Ich habe das auf die harte Tour gelernt: Ich stand in meinem Garten und wollte ihn gerade auf den Kompost werfen, als mich meine 70-jährige Nachbarin aufhielt:
„Wirf das nicht weg! Das ist Portulak. Er ist Medizin.“
Jetzt esse ich ihn täglich. Und die Veränderungen? Deutlich spürbar. Zuerst subtil – dann unübersehbar.
Was ist Portulak? (Das „Unkraut“, das in Wirklichkeit ein Superfood ist)
Aussehen: Rötliche Stängel, fleischige grüne Blätter, winzige gelbe Blüten.
Geschmack: Frisch, zitronig, leicht pfeffrig – wie eine Mischung aus Gurke und Spinat.
Wächst überall: Gedeiht in Hitze, auf kargen Böden und in Trockenheit – wird oft als Unkraut abgetan.
Wird seit Jahrtausenden verwendet: In der antiken griechischen, ayurvedischen und traditionellen chinesischen Medizin.
Aber was macht Portulak so besonders? Sein einzigartiges Nährstoffprofil – unerreicht von fast keinem anderen Blattgemüse. Die Nährstoff- Superkräfte von Portulak (pro 1 Tasse roh)

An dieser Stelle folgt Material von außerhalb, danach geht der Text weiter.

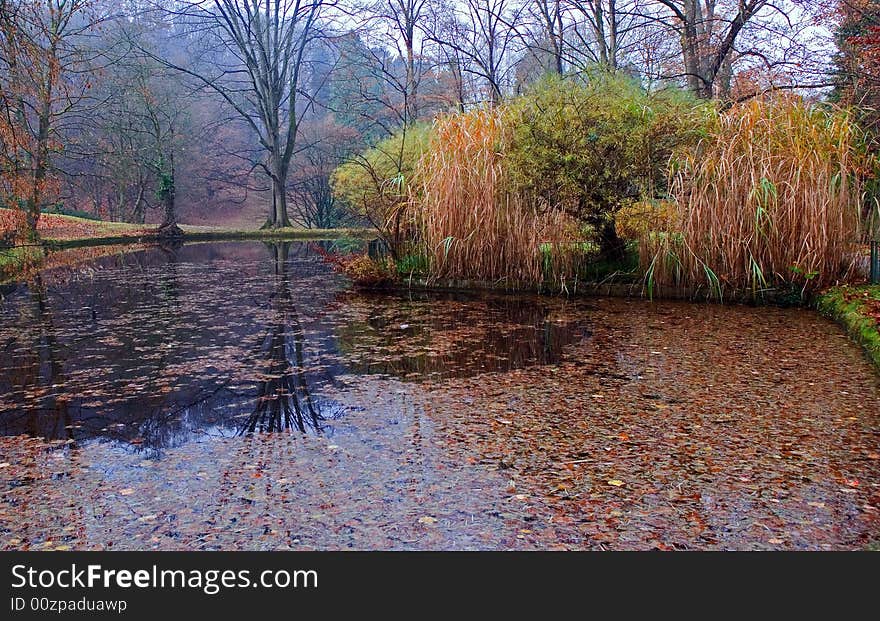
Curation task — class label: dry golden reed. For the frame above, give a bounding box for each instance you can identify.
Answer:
[642,97,861,295]
[416,108,577,287]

Nährstoffvorteil Omega-3-Fettsäuren (ALA) 300–400 mg – der höchste Wert aller grünen Blattgemüse Vitamin A (Beta-Carotin) 26 % des Tagesbedarfs – unterstützt Sehkraft und Immunsystem Vitamin C 25 % des Tagesbedarfs – fördert Kollagen und Wundheilung Magnesium und Kalium Unterstützt Herzrhythmus, Muskelfunktion und Blutdruck Melatonin Natürlicher Schlafregulator (selten in Pflanzen!) Glutathion und Betalaine Starke Antioxidantien, die der Zellalterung entgegenwirken Wichtig: Die meisten grünen Blattgemüse enthalten Vitamine – Portulak liefert jedoch Omega-3-Fettsäuren + Melatonin + Glutathion in einem einzigen Bissen.